Pelo menos 19 deles figuram entre os prováveis candidatos a prefeito ou vice na eleição de outubro e trabalharam nos bastidores partidários, em 2011, para viabilizar as indicações. Vale destacar que as definições das coligações e chapas, via de regra, acontecerão a partir de março. Alguns deles chegaram a gastar valores próximos à marca de R$ 100 mil - o máximo permitido para a rubrica é, em média, R$ 10 mil por mês, e a legislatura começou em fevereiro.

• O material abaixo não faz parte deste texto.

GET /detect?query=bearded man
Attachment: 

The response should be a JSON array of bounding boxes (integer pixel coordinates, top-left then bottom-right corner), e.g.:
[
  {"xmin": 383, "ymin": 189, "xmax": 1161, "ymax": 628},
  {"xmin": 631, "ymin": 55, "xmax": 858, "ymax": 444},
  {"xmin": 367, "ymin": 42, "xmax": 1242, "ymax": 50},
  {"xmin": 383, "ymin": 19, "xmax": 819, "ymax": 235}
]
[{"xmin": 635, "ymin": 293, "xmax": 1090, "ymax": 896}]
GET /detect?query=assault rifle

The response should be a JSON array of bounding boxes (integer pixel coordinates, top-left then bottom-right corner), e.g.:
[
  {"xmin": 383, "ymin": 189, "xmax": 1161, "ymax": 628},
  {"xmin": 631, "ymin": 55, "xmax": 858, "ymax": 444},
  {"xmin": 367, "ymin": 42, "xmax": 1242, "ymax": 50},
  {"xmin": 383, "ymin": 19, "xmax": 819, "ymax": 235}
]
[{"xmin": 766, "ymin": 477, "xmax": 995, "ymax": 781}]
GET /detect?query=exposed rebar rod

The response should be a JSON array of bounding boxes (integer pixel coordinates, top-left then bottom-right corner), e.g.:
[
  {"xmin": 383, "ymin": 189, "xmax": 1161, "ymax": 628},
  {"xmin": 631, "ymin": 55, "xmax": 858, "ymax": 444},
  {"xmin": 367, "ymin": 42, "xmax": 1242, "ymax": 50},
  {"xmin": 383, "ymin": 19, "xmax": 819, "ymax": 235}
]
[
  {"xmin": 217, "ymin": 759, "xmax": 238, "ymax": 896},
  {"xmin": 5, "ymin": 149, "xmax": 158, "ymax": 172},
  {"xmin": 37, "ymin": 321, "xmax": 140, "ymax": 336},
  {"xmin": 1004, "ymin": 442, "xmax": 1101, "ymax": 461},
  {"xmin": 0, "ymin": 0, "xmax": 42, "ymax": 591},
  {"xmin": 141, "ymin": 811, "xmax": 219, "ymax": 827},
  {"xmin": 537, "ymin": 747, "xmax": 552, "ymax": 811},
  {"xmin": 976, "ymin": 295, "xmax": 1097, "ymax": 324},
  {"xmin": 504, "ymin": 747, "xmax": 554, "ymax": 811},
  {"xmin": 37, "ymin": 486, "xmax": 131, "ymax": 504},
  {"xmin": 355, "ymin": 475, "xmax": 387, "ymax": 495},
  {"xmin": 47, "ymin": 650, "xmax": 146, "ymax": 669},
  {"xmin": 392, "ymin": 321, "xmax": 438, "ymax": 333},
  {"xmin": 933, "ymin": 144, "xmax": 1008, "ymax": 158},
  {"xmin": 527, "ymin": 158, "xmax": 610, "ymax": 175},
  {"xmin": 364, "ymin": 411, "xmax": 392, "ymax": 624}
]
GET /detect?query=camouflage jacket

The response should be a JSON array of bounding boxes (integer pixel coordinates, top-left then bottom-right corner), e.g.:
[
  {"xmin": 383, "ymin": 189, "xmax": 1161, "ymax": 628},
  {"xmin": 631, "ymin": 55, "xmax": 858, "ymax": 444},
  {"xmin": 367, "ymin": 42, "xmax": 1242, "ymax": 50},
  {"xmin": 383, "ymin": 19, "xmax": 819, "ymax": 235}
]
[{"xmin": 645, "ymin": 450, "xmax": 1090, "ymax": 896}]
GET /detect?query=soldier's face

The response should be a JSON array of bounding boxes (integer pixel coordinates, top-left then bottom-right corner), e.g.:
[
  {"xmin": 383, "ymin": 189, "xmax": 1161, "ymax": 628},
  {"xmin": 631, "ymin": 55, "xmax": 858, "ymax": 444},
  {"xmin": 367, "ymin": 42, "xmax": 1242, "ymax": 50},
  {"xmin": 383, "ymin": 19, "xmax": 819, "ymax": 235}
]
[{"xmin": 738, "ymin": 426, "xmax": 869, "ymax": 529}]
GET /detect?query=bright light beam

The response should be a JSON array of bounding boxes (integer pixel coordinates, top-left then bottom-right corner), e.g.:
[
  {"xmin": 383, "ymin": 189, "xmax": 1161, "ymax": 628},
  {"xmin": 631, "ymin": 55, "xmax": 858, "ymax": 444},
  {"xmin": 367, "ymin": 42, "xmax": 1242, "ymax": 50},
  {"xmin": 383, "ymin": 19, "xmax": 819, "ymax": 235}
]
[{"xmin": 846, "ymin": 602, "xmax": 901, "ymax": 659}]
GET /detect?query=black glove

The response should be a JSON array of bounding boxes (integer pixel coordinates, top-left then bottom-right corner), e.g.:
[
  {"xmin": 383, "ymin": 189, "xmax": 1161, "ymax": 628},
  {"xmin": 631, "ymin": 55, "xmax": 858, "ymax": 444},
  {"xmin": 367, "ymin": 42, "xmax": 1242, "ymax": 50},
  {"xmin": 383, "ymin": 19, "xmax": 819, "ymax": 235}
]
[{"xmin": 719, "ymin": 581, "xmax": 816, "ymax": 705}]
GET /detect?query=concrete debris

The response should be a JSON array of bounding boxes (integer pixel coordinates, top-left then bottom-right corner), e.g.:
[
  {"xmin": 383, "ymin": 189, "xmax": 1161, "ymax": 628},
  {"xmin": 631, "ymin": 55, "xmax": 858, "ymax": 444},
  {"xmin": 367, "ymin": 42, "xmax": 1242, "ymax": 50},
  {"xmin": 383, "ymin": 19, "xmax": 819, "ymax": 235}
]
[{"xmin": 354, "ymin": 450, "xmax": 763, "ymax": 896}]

Entre os pré-candidatos, Fred Costa (PHS) foi quem mais investiu em auto-promoção, com uma conta de R$ 99.047. Em segundo lugar está Almir Paraca (PT), com R$ 98.460.
Por meio de sua assessoria, Costa informou que desistiu do pleito e alegou que os gastos estão nesse patamar devido ao investimento em plataformas virtuais, site e redes sociais. Na prestação de contas, porém, os pagamentos a gráficas e editoras superam em muito os gastos com serviços de internet. Almir Paraca também negou que vá participar da disputa em Paracatu, no Noroeste de Minas. Ele alegou que as despesas são altas porque a mídia impressa é mais eficaz para a divulgação de suas ações. "A minha região é a mais extensa do Estado. São muitas cidades, e elas não ficam próximas umas da outras", disse.
Carlin Moura (PCdoB), que já se lançou para a Prefeitura de Contagem, na região metropolitana, aparece em quarto na lista. Ele nega a relação entre sua condição de candidato e a atuação no Legislativo. "Sempre priorizei a comunicação com a comunidade, e isso não mudou quando decidi concorrer à prefeitura". Ex-Ficha Suja. Um caso curioso é o de Pinduca (PP), pré-candidato em Betim, região metropolitana. Ele chegou à Assembleia em setembro, após decisão do Supremo Tribunal Federal que barrou a Ficha Limpa, e, em pouco mais de três meses, gastou R$ 35 mil da rubrica. Ele não quis comentar o tema.
Regra muda em ano eleitoral
As regras para o uso da verba parlamentar com a rubrica "Divulgação da atividade parlamentar" são diferentes em ano eleitoral. Conforme a deliberação 2.446/ 2009, que regulamenta o ressarcimento, os deputados só podem recorrer à cota até três meses antes da eleição - ou seja, nenhum deles poderá fazer propaganda de suas ações a partir de junho. A norma limita a utilização da verba indenizatória para divulgação do mandato em R$ 60 mil por semestre (máximo de R$ 120 mil/ano). O deputado estadual patrocinense Deiró Marra (PR), é um dos parlamentares que não figura no levantamento feito pelo jornal O Tempo.